Data integration involves combining data residing in different sources and providing users with a unified view of these data. This process becomes significant in a variety of situations, which include both commercial (when two similar companies need to merge their databases and scientific (combining research results from different bioinformatics repositories, for example) domains. Data integration appears with increasing frequency as the volume and the need to share existing data explodes. It has become the focus of extensive theoretical work, and numerous open problems remain unsolved. In management circles, people frequently refer to data integration as "Enterprise Information Integration" EII.
History
Figure 1: Simple schematic for a data warehouse. The ETL process extracts information from the source databases, transforms it and then loads it into the data warehouse.
Figure 2: Simple schematic for a data-integration solution.

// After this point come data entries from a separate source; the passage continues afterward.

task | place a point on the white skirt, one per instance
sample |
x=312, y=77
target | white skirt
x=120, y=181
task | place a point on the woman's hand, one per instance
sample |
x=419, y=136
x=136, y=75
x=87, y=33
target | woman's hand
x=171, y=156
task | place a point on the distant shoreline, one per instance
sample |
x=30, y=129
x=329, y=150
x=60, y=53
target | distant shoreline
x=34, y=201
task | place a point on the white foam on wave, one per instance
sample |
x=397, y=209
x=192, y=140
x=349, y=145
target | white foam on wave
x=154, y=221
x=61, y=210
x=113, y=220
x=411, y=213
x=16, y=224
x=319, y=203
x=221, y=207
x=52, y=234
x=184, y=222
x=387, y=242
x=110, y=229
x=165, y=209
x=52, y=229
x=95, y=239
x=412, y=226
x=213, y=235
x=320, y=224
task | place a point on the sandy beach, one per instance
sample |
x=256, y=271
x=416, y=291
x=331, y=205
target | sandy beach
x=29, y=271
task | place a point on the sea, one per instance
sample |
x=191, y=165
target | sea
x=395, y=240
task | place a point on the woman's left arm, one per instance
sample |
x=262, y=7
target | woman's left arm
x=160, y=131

A system designer constructs a mediated schema against which users can run queries. The virtual database interfaces with the source databases via wrapper code if required.
Issues with combining heterogeneous data sources under a single query interface have existed for some time. The rapid adoption of databases after the 1960s naturally led to the need to share or to merge existing repositories. This merging can take place at several levels in the database architecture.

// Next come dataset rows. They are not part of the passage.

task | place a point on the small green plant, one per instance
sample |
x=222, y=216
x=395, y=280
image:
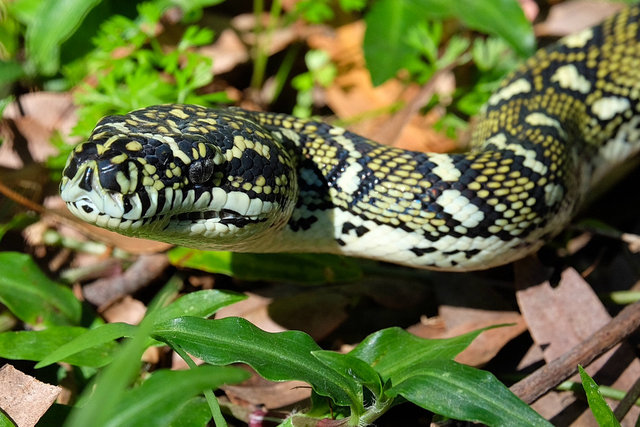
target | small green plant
x=601, y=411
x=388, y=367
x=129, y=68
x=321, y=72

One popular solution is implemented based on data warehousing (see figure 1). The warehouse system extracts, transforms, and loads data from heterogeneous sources into a single common queriable schema so data becomes compatible with each other. This approach offers a tightly coupled architecture because the data is already physically reconciled in a single repository at query-time, so it usually takes little time to resolve queries. However, problems lie in the data freshness, that is, information in warehouse is not always up-to-date.